Introduction to PRECISION.seq.augmented package
introduction.Rmd
Overview
The PRECISION.seq.augmented package provides a comprehensive framework for clustering analysis of sequencing data through a two-stage pipeline:
- Data Harmonization: The first crucial step involves harmonizing the sequencing data to ensure consistency and compatibility across different samples. In this package, we have 9 different data harmonization methods, including:
- Trimmed mean of M-values (TMM)
- Total count harmonization (TC)
- Upper quantile harmonization (UQ)
- Median harmonization (med)
- Quantile harmonization (QU)
- DESeq harmonization (DESeq)
- PossionSeq harmonization (PossionSeq)
- Quantile normalization (QN)
- Surrogate Variable Analysis (SVA)
- RUV normalization (RUVg, RUVr, RUVs)
- ComBat-Seq harmonization (ComBat-Seq)
- Clustering Analysis: Following data harmonization, one can perform clustering analysis using the following clustering methods:
- K-means clustering (kmeans)
- Hierarchical clustering (hc)
- Self-organizing map (SOM)
- Gaussian mixture model (MNM)
- PAM clustering (pam.eucledian, pam.pearson, pam.spearman)
Basic Usage
Here’s a basic example of how to perform clustering analysis:
# Step 0: Prepare the 'precision' object
example_cluster <- create.precision.cluster(data = data.test, label = data.group)

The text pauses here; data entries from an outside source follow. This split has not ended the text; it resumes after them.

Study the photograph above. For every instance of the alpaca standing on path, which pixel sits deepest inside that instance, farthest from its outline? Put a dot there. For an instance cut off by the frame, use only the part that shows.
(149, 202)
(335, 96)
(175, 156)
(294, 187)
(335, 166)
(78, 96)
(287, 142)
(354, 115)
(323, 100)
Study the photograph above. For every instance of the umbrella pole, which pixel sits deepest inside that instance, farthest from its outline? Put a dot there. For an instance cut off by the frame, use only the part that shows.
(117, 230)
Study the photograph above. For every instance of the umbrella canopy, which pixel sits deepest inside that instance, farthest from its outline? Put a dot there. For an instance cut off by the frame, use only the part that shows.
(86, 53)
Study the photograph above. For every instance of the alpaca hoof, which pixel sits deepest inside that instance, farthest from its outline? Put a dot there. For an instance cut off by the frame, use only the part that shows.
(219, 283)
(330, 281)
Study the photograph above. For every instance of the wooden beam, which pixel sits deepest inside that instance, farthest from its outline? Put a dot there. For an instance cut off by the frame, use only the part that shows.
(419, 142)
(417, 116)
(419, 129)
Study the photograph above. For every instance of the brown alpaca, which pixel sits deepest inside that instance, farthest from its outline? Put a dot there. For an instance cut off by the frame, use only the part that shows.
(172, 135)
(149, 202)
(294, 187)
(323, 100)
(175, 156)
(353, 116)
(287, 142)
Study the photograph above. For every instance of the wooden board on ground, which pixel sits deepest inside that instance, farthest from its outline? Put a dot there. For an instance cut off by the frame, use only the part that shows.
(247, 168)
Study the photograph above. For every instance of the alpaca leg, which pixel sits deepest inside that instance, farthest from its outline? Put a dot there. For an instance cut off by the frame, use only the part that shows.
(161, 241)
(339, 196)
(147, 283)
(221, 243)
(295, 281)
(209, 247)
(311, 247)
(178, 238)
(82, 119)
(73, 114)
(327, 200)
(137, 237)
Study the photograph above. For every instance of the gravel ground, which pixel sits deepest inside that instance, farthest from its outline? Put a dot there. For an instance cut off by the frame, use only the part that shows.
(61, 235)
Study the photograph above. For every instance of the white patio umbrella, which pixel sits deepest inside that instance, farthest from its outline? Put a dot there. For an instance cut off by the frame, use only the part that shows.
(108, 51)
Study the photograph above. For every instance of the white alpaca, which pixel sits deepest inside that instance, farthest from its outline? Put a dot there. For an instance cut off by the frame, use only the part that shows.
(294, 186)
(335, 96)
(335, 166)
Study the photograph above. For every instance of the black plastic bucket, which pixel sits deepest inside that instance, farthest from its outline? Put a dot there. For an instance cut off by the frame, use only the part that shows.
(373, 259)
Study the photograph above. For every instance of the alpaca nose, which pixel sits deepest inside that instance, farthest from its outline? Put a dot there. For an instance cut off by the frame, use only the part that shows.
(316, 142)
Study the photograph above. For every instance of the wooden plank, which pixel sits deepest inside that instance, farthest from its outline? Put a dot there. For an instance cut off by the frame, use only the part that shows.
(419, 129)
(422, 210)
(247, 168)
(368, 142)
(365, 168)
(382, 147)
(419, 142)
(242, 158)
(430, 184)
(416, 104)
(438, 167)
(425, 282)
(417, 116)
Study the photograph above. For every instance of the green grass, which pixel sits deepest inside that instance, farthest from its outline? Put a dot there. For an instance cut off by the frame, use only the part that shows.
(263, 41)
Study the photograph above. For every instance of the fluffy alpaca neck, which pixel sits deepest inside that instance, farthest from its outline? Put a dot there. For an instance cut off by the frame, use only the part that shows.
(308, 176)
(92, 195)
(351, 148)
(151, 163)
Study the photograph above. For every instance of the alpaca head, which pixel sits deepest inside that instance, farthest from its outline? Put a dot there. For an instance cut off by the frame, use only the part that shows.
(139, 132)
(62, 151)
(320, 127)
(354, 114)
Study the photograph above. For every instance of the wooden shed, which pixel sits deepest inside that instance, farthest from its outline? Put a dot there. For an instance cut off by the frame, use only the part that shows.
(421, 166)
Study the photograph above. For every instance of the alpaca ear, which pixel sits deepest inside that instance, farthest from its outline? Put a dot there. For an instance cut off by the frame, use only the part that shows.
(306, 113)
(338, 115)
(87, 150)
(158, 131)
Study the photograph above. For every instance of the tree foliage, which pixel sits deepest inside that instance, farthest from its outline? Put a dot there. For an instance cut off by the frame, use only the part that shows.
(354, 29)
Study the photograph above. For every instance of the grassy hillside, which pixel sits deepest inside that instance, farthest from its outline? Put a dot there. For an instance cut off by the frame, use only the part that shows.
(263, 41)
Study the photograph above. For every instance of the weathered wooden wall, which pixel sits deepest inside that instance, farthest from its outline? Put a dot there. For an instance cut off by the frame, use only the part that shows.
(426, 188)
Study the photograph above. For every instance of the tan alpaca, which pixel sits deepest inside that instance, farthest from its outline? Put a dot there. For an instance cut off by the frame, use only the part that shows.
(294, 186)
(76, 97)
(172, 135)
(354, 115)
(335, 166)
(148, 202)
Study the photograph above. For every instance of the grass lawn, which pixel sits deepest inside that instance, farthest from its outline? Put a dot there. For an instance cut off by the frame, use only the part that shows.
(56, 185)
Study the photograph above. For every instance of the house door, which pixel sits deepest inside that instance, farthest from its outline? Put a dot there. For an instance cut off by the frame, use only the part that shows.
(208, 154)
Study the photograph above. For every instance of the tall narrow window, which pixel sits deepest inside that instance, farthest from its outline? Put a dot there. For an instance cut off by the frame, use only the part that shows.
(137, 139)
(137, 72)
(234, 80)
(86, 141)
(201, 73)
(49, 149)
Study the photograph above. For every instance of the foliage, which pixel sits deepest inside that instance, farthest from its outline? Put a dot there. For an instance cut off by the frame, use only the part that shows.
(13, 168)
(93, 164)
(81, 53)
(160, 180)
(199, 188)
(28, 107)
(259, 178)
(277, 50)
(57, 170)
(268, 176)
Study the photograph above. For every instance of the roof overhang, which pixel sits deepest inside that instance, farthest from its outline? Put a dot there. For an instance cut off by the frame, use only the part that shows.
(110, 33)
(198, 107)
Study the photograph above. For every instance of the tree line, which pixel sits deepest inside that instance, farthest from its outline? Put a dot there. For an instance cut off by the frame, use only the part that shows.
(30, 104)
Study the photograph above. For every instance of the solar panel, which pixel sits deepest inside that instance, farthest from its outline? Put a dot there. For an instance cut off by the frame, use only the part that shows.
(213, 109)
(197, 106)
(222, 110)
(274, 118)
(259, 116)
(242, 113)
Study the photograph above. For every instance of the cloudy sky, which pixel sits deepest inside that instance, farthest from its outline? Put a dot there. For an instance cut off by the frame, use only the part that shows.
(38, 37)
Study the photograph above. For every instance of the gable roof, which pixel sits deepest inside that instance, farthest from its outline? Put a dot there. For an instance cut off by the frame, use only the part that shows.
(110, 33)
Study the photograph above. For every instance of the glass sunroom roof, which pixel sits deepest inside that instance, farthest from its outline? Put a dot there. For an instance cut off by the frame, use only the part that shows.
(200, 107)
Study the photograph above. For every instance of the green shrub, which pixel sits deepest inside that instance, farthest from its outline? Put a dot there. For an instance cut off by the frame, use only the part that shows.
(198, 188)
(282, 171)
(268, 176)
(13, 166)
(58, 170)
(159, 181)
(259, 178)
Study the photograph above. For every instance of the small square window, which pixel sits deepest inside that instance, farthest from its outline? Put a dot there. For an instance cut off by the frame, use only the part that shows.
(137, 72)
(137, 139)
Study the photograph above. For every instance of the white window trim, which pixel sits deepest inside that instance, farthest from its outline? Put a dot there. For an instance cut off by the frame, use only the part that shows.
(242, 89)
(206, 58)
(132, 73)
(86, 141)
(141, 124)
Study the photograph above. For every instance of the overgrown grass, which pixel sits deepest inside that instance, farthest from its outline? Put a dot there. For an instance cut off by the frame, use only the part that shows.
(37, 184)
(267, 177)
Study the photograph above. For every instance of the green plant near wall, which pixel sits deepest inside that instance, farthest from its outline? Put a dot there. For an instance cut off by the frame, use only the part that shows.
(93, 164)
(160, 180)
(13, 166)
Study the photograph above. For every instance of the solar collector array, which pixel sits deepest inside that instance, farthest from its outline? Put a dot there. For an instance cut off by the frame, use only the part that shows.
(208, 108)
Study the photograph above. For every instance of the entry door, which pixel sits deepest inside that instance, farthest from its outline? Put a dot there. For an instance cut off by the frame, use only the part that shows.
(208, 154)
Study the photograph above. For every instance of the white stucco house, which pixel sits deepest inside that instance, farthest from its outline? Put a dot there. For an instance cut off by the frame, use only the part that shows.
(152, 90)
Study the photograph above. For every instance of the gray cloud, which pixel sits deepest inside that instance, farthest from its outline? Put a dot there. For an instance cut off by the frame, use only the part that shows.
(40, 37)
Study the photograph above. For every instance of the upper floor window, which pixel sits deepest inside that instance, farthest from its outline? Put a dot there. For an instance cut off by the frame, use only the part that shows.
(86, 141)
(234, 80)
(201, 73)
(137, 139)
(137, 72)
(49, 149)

# Step 1: Harmonize via all the methods
example_cluster <- harmon.all(example_cluster)
# Step 2: Clustering via all the methods
example_cluster <- cluster.all(example_cluster)

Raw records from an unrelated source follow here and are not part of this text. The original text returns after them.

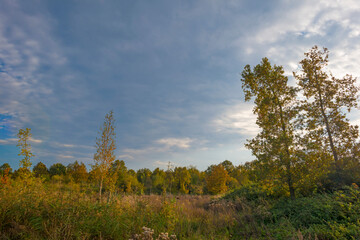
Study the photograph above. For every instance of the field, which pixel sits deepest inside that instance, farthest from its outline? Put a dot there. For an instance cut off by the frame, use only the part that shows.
(31, 209)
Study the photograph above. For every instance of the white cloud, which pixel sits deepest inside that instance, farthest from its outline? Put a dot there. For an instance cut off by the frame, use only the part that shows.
(65, 156)
(125, 156)
(183, 143)
(8, 141)
(238, 118)
(24, 49)
(34, 140)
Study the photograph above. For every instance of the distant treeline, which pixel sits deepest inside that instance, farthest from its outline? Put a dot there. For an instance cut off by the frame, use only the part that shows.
(179, 180)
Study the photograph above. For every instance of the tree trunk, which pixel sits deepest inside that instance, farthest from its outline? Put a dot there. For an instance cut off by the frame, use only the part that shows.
(100, 190)
(288, 157)
(327, 126)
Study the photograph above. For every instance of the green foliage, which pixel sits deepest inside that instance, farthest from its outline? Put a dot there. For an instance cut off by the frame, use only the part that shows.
(40, 170)
(216, 179)
(25, 148)
(57, 169)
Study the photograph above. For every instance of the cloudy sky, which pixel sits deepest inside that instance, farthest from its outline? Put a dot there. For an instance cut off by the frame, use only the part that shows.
(170, 71)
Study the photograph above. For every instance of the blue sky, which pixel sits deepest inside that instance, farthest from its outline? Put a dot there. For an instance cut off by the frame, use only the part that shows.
(170, 71)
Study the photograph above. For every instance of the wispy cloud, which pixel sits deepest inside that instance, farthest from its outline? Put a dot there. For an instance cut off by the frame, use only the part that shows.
(65, 156)
(238, 118)
(9, 141)
(176, 142)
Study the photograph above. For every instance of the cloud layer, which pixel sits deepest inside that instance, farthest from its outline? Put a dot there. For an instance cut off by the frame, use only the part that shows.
(170, 71)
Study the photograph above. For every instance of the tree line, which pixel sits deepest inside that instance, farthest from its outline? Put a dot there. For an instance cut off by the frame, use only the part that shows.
(306, 142)
(120, 180)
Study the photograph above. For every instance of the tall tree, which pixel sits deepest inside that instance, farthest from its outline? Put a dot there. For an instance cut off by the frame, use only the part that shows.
(105, 147)
(40, 170)
(327, 99)
(273, 98)
(57, 169)
(216, 179)
(25, 149)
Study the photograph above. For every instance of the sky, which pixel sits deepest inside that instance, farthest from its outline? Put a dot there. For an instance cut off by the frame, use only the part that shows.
(170, 71)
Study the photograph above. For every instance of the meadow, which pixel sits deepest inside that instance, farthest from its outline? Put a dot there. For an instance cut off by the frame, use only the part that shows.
(34, 209)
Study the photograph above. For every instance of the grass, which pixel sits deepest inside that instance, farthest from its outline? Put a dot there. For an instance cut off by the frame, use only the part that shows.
(35, 210)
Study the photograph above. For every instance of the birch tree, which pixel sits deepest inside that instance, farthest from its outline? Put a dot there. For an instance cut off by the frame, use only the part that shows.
(105, 145)
(273, 99)
(327, 99)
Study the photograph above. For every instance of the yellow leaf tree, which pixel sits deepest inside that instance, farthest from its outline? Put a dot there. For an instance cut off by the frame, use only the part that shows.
(105, 146)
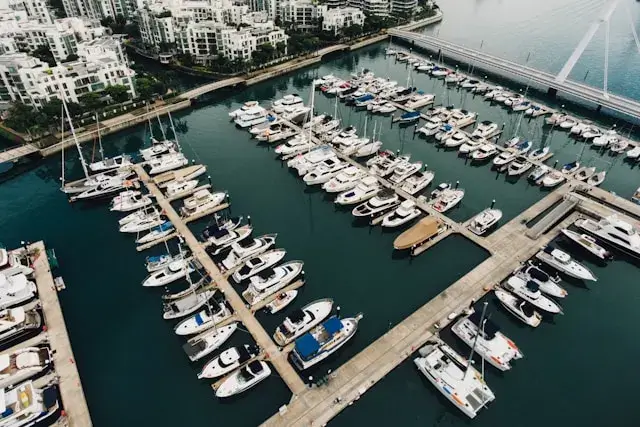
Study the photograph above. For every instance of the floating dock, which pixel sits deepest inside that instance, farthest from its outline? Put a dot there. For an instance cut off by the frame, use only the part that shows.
(71, 392)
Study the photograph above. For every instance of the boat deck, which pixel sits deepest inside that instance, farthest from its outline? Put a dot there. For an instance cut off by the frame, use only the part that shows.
(72, 394)
(277, 358)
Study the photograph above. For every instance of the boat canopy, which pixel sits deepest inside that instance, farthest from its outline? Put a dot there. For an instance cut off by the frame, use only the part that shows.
(426, 228)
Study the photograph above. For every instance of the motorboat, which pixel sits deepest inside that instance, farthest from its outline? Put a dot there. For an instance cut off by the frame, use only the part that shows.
(484, 221)
(385, 199)
(615, 232)
(167, 162)
(539, 153)
(456, 140)
(547, 284)
(487, 340)
(228, 361)
(206, 318)
(323, 340)
(177, 188)
(268, 282)
(504, 158)
(563, 262)
(366, 188)
(245, 249)
(539, 172)
(158, 262)
(584, 173)
(116, 162)
(454, 377)
(530, 292)
(597, 178)
(222, 239)
(448, 199)
(11, 264)
(519, 166)
(520, 309)
(180, 307)
(209, 341)
(176, 270)
(22, 364)
(441, 188)
(417, 182)
(431, 126)
(553, 178)
(404, 213)
(302, 320)
(257, 264)
(157, 233)
(281, 301)
(129, 200)
(587, 242)
(244, 378)
(142, 220)
(324, 171)
(345, 180)
(15, 290)
(246, 107)
(18, 321)
(484, 152)
(403, 171)
(485, 129)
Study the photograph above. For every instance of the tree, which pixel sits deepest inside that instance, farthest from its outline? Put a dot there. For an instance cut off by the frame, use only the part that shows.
(91, 101)
(118, 93)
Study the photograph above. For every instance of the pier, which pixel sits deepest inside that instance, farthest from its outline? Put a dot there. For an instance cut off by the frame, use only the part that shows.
(71, 392)
(272, 353)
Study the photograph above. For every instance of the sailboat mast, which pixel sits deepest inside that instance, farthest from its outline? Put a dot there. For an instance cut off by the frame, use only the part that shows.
(475, 340)
(75, 139)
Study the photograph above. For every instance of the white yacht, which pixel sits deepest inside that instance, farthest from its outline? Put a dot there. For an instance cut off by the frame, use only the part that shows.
(228, 361)
(302, 320)
(24, 363)
(256, 264)
(346, 179)
(202, 201)
(244, 378)
(563, 262)
(486, 129)
(403, 171)
(268, 282)
(407, 211)
(207, 318)
(417, 182)
(366, 188)
(484, 221)
(323, 340)
(204, 344)
(530, 292)
(176, 270)
(15, 290)
(491, 344)
(187, 304)
(522, 310)
(116, 162)
(245, 249)
(587, 242)
(454, 377)
(167, 162)
(385, 199)
(615, 232)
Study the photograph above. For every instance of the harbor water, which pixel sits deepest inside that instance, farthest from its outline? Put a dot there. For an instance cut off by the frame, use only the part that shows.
(131, 363)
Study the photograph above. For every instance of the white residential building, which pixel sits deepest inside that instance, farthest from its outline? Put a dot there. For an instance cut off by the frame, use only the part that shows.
(336, 19)
(32, 82)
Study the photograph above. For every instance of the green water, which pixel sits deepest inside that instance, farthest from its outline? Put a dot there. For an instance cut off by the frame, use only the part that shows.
(131, 363)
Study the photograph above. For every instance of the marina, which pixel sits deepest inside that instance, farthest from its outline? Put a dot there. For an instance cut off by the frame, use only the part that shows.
(345, 259)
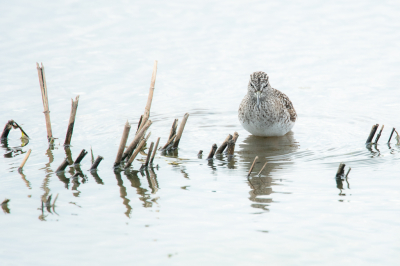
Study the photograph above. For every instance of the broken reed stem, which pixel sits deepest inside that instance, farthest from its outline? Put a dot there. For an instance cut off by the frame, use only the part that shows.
(7, 128)
(168, 143)
(74, 107)
(91, 152)
(25, 159)
(372, 133)
(212, 152)
(149, 154)
(252, 166)
(45, 100)
(391, 134)
(180, 131)
(140, 122)
(224, 144)
(81, 156)
(154, 151)
(96, 163)
(135, 153)
(122, 143)
(340, 171)
(348, 171)
(379, 135)
(231, 147)
(136, 140)
(173, 129)
(146, 114)
(259, 173)
(235, 136)
(63, 165)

# Step 4: Measure the consistency between the clustering labels and the true labels
cluster <- c("kmeans", "hc", "som", "mnm", "pam.euclidean", "pam.pearson", "pam.spearman")
harmon <- c("Raw", "TC", "UQ", "med", "TMM", "DESeq", "PoissonSeq", "QN", "RUVg", "RUVs", "RUVr")
ari_indexes <- data.frame(matrix(nrow = length(cluster), ncol = length(harmon)))
true_label <- as.factor(c(rep("MXF", 27), rep("PMFH", 27)))
for (i in seq_along(cluster)) {
for (j in seq_along(harmon)) {
eval(parse(text = paste0("est_cluster <-", "example_cluster@cluster.result", "$", cluster[i], "$", harmon[j])))
ari_indexes[i, j] <- mclust::adjustedRandIndex(true_label, est_cluster)
}
}
rownames(ari_indexes) <- cluster
colnames(ari_indexes) <- harmon